Mornings at the market bring the aroma of crusty ciabatta, cranberry walnut bread, seven-grain loaves, pastries, and espresso. Midday traffic is brisk as folks settle in at the cafe for sandwiches, salads, and thin-crust pizza. Chris Hertrich, from Methuen, works construction in the area and stops in frequently. On this day, he’s waiting for a pressed Italian sandwich, filled with sliced meats and provolone, and a cup of tomato soup. He likes it here. “They use fresh ingredients and it’s a nice atmosphere,” he says.
Later in the day, customers shop for dinner.

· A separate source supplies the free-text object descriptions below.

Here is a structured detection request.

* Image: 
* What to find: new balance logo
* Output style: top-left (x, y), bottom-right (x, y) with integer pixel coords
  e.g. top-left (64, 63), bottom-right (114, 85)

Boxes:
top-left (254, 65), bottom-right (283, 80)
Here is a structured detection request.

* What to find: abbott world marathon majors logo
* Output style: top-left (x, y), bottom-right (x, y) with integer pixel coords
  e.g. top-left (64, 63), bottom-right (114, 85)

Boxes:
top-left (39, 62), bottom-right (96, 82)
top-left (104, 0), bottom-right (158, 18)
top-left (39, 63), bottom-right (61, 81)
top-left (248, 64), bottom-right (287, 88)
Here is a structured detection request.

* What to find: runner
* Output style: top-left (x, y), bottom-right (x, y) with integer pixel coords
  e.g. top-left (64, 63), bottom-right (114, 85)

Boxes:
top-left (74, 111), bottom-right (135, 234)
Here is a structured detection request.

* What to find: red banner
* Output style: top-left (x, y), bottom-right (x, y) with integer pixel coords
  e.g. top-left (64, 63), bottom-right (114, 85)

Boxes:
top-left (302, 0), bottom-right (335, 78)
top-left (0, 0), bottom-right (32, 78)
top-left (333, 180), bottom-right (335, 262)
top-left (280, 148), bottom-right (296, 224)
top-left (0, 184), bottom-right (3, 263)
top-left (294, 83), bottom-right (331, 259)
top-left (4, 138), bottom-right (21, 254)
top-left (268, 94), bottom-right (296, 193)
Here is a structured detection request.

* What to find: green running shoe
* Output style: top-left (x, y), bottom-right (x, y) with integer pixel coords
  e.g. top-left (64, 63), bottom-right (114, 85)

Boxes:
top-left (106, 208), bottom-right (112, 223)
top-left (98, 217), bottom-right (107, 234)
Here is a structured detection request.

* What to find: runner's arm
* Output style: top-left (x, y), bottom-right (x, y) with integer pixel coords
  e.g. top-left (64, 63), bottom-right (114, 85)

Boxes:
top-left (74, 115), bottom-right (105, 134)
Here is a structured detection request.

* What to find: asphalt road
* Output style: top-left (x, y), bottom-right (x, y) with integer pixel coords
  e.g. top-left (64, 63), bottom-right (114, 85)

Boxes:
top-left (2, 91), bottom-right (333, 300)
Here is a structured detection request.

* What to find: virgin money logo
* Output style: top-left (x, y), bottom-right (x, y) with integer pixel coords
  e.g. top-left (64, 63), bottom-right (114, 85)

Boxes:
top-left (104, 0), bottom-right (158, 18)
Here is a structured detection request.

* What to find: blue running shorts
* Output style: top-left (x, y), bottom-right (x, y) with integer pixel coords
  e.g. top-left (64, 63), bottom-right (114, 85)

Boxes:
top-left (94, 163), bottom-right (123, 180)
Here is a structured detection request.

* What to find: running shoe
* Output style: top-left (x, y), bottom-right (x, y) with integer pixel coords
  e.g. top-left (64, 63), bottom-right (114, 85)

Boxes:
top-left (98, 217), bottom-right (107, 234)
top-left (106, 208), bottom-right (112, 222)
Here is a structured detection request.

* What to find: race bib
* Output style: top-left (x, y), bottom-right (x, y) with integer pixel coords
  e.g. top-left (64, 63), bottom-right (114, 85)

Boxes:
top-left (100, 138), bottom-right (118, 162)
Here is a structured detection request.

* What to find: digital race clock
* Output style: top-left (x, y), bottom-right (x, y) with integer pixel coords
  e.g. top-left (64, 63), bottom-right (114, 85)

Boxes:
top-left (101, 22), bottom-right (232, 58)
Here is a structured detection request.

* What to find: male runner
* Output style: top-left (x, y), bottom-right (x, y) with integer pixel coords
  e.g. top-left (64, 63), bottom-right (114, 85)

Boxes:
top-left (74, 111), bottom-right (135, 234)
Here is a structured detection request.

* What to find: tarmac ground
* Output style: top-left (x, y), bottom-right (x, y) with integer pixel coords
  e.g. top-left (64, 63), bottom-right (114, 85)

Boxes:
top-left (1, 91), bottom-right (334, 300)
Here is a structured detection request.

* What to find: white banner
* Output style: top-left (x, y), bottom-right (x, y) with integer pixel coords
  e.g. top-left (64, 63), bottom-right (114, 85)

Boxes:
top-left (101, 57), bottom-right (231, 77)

A small wine cellar boasts bottles “from every wine-producing region in Italy,” says wine director Joseph Comforti. “Some are from small-production wineries and others are just hard to get.”
Bruce and Cheryl Moro of Deerfield, N.H., have dined at Tuscan Kitchen a few times, but it’s their first visit to the market. “I’m impressed,” says Bruce Moro. “They’re not afraid to put out samples so you can try the bread and cheeses.” The couple is buying a jar of chutney, dried tomatoes in olive oil, Paesana roasted garlic tomato sauce (”I usually make my own,” says Cheryl, feeling a tad guilty, but she points out that the sauce contains all natural ingredients), a couple of fresh sausages, and a package of lamb. “Normally, we wouldn’t pay $26,” says Bruce, holding up the bag of marinated lamb loin, “but we’re going to try it for dinner tonight and see if the quality is there.”
Faro, who grew up in nearby Lawrence, remembers when his family shopped at local neighborhood stores for what were then ordinary Italian ingredients, now considered artisan foods. “Sadly, we buy our groceries where we buy our flat-screen TVs,” he says. “I’m trying to go backward.” As the owner of Tuscan Brands and “chief food taster,” as he likes to be known, Faro gains inspiration from frequent trips to Italy. In the fall, a second Tuscan Kitchen and small market is scheduled to open in Burlington.
Sicilian-born Pierpaolo Marchese, who works behind the meat and cheese counter, says many Italian immigrants shop here. “They love the authenticity,” he says.
67 Main St.,
Salem, N.H. 603-912-5467, www.tuscanbrands.com.